Cases involving illegal tax protests have been associated with the following violations:

....

b. Title 18 U.S.C.

(1) Section 2-Principles;

(2) Section 287-False, Fictitious or Fraudulent Claims;

(3) Section 371-Conspiracy to Commit Offense or Defraud the United States;

(4) Section 1001-Statement of Entries Generally; and

(5) Section 1503-Influencing or Injuring Officer, Juror or Witness Generally.

c.
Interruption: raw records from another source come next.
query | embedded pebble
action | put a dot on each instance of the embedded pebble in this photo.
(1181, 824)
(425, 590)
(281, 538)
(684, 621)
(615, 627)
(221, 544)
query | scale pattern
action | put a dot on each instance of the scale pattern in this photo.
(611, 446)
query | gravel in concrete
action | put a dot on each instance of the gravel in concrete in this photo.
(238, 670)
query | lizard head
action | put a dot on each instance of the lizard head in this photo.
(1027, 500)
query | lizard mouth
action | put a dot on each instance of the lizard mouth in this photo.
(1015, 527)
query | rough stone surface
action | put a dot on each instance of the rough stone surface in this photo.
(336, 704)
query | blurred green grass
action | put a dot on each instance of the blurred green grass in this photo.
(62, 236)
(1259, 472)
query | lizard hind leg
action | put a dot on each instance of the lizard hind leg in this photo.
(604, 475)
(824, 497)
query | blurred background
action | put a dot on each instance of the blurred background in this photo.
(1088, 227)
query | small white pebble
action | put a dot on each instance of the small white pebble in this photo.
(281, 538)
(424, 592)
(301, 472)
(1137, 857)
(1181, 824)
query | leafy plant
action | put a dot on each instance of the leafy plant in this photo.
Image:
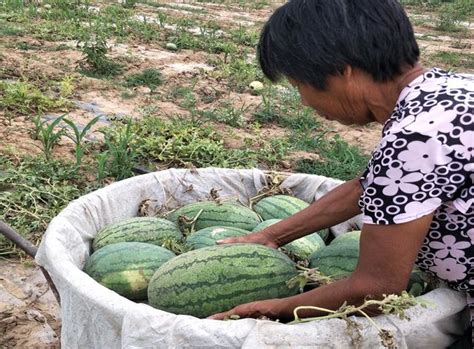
(95, 62)
(339, 160)
(227, 114)
(453, 14)
(24, 98)
(38, 191)
(45, 133)
(120, 153)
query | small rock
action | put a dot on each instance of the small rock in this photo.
(8, 320)
(256, 86)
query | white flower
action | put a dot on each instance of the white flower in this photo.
(417, 209)
(433, 121)
(449, 246)
(395, 181)
(423, 157)
(427, 86)
(470, 233)
(467, 147)
(448, 269)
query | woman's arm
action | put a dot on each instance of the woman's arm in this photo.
(337, 206)
(387, 255)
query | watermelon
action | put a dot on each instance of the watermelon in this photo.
(339, 259)
(217, 278)
(305, 246)
(138, 229)
(211, 213)
(301, 247)
(127, 267)
(279, 206)
(208, 236)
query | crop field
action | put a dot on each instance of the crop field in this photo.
(92, 92)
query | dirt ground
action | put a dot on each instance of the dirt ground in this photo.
(29, 313)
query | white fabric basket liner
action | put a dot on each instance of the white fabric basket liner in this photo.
(96, 317)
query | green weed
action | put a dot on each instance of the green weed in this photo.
(339, 160)
(22, 97)
(95, 62)
(78, 136)
(45, 132)
(454, 59)
(452, 14)
(150, 78)
(119, 153)
(37, 191)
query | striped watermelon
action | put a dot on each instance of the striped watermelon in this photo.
(302, 247)
(279, 206)
(127, 267)
(217, 278)
(339, 260)
(208, 236)
(138, 229)
(211, 214)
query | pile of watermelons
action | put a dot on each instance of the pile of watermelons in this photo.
(204, 278)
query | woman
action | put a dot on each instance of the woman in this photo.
(356, 61)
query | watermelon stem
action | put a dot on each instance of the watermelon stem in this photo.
(308, 277)
(391, 304)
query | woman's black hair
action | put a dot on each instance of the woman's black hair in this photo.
(309, 40)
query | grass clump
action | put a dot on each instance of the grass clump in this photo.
(454, 59)
(150, 78)
(24, 98)
(452, 15)
(32, 192)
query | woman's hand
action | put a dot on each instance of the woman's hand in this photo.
(271, 308)
(260, 237)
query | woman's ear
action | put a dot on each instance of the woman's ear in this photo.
(348, 72)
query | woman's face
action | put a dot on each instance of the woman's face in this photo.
(342, 100)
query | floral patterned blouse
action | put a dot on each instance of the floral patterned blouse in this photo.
(425, 163)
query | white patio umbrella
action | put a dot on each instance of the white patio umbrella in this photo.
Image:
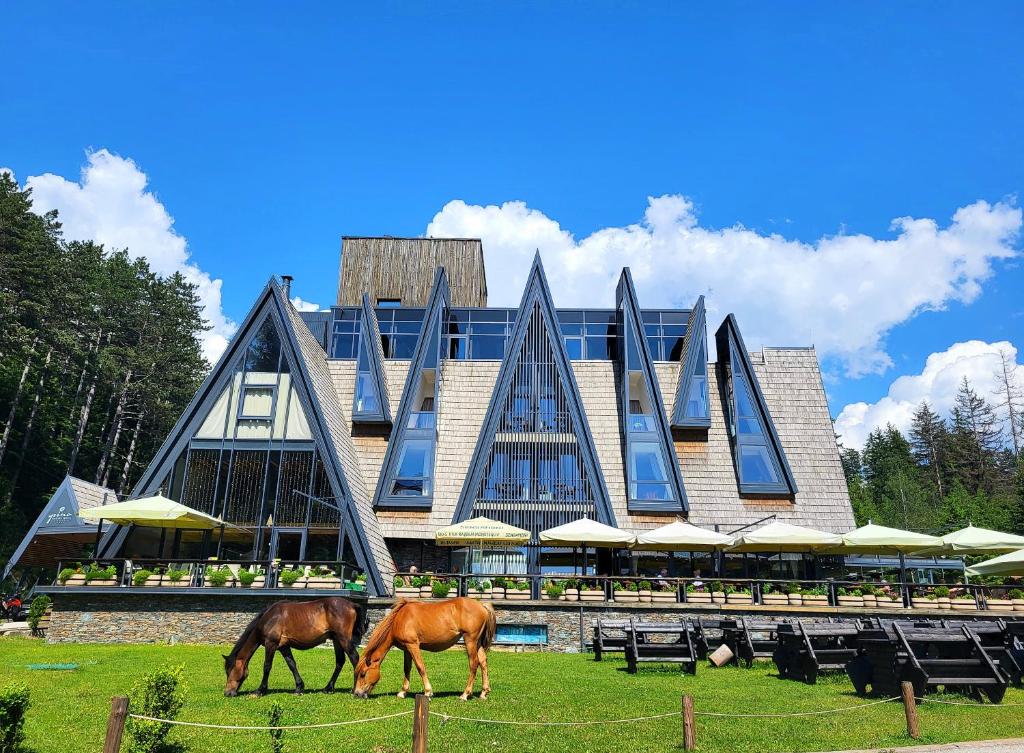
(680, 536)
(1012, 563)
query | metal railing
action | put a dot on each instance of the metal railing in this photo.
(696, 590)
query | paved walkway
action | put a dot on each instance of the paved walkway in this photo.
(1014, 745)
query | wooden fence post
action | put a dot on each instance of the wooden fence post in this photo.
(910, 707)
(116, 724)
(689, 727)
(421, 717)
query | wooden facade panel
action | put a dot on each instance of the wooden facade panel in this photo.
(403, 268)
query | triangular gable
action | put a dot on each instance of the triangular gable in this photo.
(534, 432)
(413, 429)
(691, 409)
(59, 516)
(757, 452)
(370, 399)
(298, 348)
(657, 487)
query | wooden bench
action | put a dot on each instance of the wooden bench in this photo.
(644, 643)
(804, 651)
(929, 658)
(750, 640)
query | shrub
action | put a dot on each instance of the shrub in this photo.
(140, 577)
(161, 695)
(290, 577)
(13, 704)
(39, 605)
(276, 736)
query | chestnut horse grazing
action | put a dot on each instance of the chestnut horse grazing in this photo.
(288, 625)
(430, 626)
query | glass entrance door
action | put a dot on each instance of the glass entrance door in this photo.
(288, 544)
The Chief CID will insure that special agents are cognizant of the elements of these offenses as they apply to cases involving illegal tax protestors.

2

26 U.S.C. § 7602 provides:

For the purpose of ascertaining the correctness of any return, making a return where none has been made, determining the liability of any person for any internal revenue tax or the liability at law or in equity of any transferee or fiduciary of any person in respect of any internal revenue tax, or collecting any such liability, the Secretary is authorized-

(1) To examine any books, papers, records, or other data which may be relevant or material to such inquiry;

(2) To summon the person liable for tax or required to perform the act, or any officer or employee of such person, or any person having possession, custody, or care of books of account containing entries relating to the business of the person liable for tax or required to perform the act, or any other person the Secretary may deem proper, to appear before the Secretary at a time and place named in the summons and to produce such books, papers, records, or other data, and to give such testimony, under oath, as may be relevant or material to such inquiry; and

(3) To take such testimony of the person concerned, under oath, as may be relevant or material to such inquiry.

3

26 U.S.C. § 6653(b) provides:

If any part of any underpayment (as defined in subsection (c)) of tax required to be shown on a return is due to fraud, there shall be added to the tax an amount equal to 50 percent of the underpayment. In the case of income taxes and gift taxes, this amount shall be in lieu of any amount determined under subsection (a). In the case of a joint return under section 6013, this subsection shall not apply with respect to the tax of a spouse unless some part of the underpayment is due to the fraud of such spouse.